Comment le secteur agricole peut-il sortir de la crise du coronavirus ?

La crise du coronavirus touche d’ores et déjà l’entièreté de l’économie française. L’agriculture, un secteur en difficulté, n’est donc pas épargnée et fait face à des problématiques supplémentaires. Les jours se succèdent, les pertes sont nombreuses et semblent inexorables. Quelles sont les solutions pour se remettre de cette crise ? Quelques éléments de réponse sont déjà envisagés : l’État aura une responsabilité cruciale, mais les agriculteurs devront aussi mettre en œuvre une stratégie pour limiter les retombées.

Le rôle de l’État et de l’administration française dans le soutien du secteur agricole

La crise du coronavirus touche de plein fouet le secteur agricole. Les pertes sont essentiellement dues à quatre facteurs :

- Le manque de main-d’œuvre causé par les mesures de confinement ;

- La chute des exportations à cause des restrictions de transport ;

- La diminution de la consommation dans les pays touchés ;

- La baisse du cours des matières produites.

L’État vient donc en aide au secteur agricole en débloquant des fonds destinés à soutenir l’économie française. Dans la pratique, cet appui prendra plusieurs formes :

- Une aide monétaire de 1 500 € ;

- Un report de charges ;

- Une remise d’impôts ;

- Un délai de paiement.

Il faudra cependant tenir compte des différentes modalités d’accès à ces dispositifs pour commencer les démarches administratives sereinement et éviter un refus.

Néanmoins, l’apport sera également humain puisque le Ministère du Travail et de Pôle emploi a ouvert une plateforme spécifique au secteur agricole et agroalimentaire. Elle permet de regrouper des bénévoles prêts à s’engager au service de producteurs locaux en pénurie de main-d’œuvre. Pour une stabilité et une continuité du mouvement, des offres d’emploi sont également disponibles. L’idée est de proposer une plateforme centrée et dédiée au secteur agricole afin que les acteurs s’y rencontrent et participent à la production, même en temps de crise.
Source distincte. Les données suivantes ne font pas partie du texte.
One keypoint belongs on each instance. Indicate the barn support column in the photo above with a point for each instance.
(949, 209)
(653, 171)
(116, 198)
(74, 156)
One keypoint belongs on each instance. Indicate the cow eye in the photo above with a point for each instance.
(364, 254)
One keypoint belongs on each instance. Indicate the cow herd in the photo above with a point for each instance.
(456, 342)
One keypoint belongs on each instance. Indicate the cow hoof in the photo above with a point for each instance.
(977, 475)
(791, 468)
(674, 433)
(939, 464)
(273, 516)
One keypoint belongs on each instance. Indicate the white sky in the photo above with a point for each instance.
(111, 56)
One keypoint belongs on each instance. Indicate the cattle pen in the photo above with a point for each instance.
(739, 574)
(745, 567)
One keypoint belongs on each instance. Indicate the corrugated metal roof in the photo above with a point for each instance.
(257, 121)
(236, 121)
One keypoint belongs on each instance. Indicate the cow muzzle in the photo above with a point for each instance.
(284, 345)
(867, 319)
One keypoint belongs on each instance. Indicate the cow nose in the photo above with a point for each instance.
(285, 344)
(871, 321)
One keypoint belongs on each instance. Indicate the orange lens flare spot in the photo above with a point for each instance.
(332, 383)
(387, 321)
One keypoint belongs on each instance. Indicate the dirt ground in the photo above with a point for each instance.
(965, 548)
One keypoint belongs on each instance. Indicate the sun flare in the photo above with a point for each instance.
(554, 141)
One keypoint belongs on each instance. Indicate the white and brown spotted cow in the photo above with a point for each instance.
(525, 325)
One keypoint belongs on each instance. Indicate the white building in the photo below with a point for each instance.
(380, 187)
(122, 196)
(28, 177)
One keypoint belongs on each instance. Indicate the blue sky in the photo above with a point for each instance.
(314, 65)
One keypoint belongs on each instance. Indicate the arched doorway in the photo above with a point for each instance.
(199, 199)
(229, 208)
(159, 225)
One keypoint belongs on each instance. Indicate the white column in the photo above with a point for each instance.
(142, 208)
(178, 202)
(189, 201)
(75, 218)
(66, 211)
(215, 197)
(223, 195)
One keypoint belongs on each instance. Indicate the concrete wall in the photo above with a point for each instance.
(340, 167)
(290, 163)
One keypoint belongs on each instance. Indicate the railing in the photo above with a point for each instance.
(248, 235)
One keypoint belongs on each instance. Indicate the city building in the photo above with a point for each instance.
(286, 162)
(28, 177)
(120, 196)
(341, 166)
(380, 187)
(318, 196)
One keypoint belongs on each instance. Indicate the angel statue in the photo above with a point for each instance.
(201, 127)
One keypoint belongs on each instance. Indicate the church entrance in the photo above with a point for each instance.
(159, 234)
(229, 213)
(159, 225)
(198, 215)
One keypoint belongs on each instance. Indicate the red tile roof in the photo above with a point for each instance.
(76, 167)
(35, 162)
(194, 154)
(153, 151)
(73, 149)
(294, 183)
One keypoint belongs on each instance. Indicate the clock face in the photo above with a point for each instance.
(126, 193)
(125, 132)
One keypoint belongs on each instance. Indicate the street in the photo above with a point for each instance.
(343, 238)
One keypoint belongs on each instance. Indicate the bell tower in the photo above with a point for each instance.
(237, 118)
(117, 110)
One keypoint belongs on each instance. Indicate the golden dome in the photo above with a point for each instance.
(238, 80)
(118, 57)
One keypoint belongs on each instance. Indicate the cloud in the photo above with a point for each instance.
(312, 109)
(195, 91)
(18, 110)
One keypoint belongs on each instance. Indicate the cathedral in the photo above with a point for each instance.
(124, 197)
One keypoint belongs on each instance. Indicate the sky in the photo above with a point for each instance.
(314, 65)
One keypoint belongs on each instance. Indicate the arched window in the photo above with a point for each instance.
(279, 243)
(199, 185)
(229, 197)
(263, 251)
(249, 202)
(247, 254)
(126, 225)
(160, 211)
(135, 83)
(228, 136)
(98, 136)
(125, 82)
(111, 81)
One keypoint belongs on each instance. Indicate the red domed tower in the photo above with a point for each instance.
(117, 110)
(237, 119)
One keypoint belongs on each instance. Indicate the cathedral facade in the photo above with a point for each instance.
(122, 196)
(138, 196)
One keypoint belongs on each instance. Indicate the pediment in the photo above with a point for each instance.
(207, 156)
L’occasion et la location de matériel au secours des agriculteurs

Face à cette situation inédite, les agriculteurs disposent eux aussi de quelques solutions afin de limiter l’impact de la crise. Puisque l’achat de matériel agricole est un poste de dépense et d’investissement important, il est primordial de réduire son montant. En effet, pour un professionnel, le prix d’un tracteur agricole est compris entre 30 000 € et 120 000 €. On imagine donc aisément qu’une telle sortie d’argent s’avère impossible à effectuer dans le contexte de crise du coronavirus. Pour ce faire, des possibilités d’achat de matériel d’occasion ou de location existent en fonction des ressources.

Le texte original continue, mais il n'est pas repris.